Thirded re DeSantis. I mentioned this in my longer standalone but per Heather Cox Richardson, Alex Jones has officially announced he's switched his support to DeSantis from Trump. This is important, and others will do so too. The 2024 GOP primary will be batshit crazy regardless of whether Trump runs, but should he run (and all odds are that he will, unless he's in jail, and even then he might pull a Eugene Debs... man how about THAT comparison), they'll need to conduct debates wearing straitjackets and in a rubber room. Anyway, as I wrote elsewhere, I'm pretty convinced at this point that the Democrats who run the election machinery would rather run against the damaged loser Trump than DeSantis, or Noem, or whoever else "rising" star in the GOP might shoot for the nomination.
They absolutely want to run against Trump rather than a "real" politician. The Democrat machine tipped their hand this past election cycle when they actually funded ads that almost supported the wackiest of wackadoos in the Republican primaries.
For example, in PA, Democrat governor candidate Josh Shapiro's campaign ran ads that were like "A vote for Doug Mastriano is a vote for Trump" (For those not from PA, Mastriano is a legit crazy person who was 100% in DC on 1/6 and very possibly stormed the Capitol and was recently ask by the Congressional committee to be deposed but refused to go.
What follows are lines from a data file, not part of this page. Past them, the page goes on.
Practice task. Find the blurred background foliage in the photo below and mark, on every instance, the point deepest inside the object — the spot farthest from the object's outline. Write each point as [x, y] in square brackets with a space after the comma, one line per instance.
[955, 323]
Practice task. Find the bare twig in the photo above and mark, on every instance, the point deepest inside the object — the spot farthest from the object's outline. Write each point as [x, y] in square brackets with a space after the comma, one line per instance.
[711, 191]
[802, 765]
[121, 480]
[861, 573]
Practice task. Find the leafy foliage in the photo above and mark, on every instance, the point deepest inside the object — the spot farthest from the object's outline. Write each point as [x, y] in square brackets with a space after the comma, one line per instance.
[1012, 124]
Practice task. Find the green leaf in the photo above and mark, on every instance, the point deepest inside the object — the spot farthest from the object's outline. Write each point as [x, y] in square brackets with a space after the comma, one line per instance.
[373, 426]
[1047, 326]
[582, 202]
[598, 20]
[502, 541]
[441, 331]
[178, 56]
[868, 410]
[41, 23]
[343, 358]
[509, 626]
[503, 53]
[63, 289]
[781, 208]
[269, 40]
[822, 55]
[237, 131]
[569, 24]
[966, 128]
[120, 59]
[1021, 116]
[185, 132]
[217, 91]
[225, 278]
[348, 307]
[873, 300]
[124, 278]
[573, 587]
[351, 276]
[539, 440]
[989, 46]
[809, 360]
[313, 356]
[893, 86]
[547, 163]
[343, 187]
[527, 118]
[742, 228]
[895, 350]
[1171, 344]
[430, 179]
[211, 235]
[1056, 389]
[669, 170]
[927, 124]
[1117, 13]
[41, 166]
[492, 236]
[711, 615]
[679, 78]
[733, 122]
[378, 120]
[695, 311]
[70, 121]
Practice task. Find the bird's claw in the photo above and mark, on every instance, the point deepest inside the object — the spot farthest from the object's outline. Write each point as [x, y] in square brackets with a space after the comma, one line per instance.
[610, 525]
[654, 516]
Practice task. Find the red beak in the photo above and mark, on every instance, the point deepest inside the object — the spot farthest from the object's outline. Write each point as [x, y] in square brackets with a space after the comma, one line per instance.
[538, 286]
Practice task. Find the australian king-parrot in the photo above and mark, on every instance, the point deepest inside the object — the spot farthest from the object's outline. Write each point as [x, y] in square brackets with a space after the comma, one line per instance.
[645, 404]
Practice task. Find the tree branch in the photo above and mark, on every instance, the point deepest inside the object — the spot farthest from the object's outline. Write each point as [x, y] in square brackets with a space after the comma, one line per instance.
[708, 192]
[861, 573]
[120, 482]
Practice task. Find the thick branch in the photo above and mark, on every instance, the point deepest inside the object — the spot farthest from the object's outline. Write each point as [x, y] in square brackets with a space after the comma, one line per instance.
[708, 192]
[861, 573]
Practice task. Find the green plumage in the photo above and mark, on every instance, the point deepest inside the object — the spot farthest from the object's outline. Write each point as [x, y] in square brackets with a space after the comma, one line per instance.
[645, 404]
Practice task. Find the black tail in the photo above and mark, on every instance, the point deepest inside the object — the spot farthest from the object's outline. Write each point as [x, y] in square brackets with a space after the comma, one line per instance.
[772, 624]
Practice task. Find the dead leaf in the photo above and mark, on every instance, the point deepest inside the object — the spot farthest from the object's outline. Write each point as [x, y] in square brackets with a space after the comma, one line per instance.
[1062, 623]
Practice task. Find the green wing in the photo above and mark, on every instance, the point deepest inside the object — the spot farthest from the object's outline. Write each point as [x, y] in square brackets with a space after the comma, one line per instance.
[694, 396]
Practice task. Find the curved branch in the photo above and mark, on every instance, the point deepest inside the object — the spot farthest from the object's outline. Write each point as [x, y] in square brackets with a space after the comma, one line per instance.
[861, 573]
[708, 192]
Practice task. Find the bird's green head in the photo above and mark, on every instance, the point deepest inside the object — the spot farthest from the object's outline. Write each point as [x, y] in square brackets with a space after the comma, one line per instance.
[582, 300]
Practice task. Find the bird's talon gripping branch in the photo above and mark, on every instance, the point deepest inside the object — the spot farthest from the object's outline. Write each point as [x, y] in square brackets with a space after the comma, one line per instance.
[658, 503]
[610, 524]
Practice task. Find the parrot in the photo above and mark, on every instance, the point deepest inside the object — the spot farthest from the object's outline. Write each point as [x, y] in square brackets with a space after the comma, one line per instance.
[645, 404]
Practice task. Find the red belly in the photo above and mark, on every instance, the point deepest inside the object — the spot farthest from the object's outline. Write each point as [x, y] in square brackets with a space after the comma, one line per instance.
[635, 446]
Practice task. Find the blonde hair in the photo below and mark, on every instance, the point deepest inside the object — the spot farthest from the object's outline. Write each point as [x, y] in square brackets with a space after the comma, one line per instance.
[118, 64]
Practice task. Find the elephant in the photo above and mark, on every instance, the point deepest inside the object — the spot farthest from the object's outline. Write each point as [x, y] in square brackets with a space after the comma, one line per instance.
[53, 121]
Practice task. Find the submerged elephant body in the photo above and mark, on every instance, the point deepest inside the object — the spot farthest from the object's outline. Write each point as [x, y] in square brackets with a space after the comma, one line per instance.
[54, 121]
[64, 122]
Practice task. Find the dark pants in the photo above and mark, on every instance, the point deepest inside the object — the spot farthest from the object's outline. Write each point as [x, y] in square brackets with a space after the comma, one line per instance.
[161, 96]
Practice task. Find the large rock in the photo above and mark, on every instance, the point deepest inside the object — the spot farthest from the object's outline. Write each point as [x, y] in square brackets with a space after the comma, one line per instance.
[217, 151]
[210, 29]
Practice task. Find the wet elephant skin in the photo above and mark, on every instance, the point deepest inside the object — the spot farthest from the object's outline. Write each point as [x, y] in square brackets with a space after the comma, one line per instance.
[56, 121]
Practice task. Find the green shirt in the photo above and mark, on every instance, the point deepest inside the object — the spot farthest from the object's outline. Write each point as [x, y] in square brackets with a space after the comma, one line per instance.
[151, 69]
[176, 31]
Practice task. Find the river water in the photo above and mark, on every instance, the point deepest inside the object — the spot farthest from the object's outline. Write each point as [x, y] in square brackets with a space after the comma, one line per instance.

Also has some insane views on topics like election integrity, where he bragged that if he wins, PA will never have another Democrat in office, and abortion, which he says the death of the mother is still not cause for abortion)
Ratfucking! I do love it. Remember when McCaskill in Missouri elevated Todd "Legitimate Rape" Akin through the MO GOP primary, and hung on to her seat for another six years? It works. Sometimes.
I sure hope it works this time, too, because given the makeup of Pennsylvania (Philly on one side, Pittsburgh on the other, and Kentucky in the middle), a Republican governor will turn the state into a dystopia VERY quickly
They tried to do it again in Missouri with that scumbag Greitens (I should probably mention at this point that I don't live in MIssouri, I just read about elections a lot) but he was so odious, not even Democratic stealth efforts could put him over.
Fetterman looks pretty good but, yeah, the governor's race in PA needs to absolutely not go to Mastriano.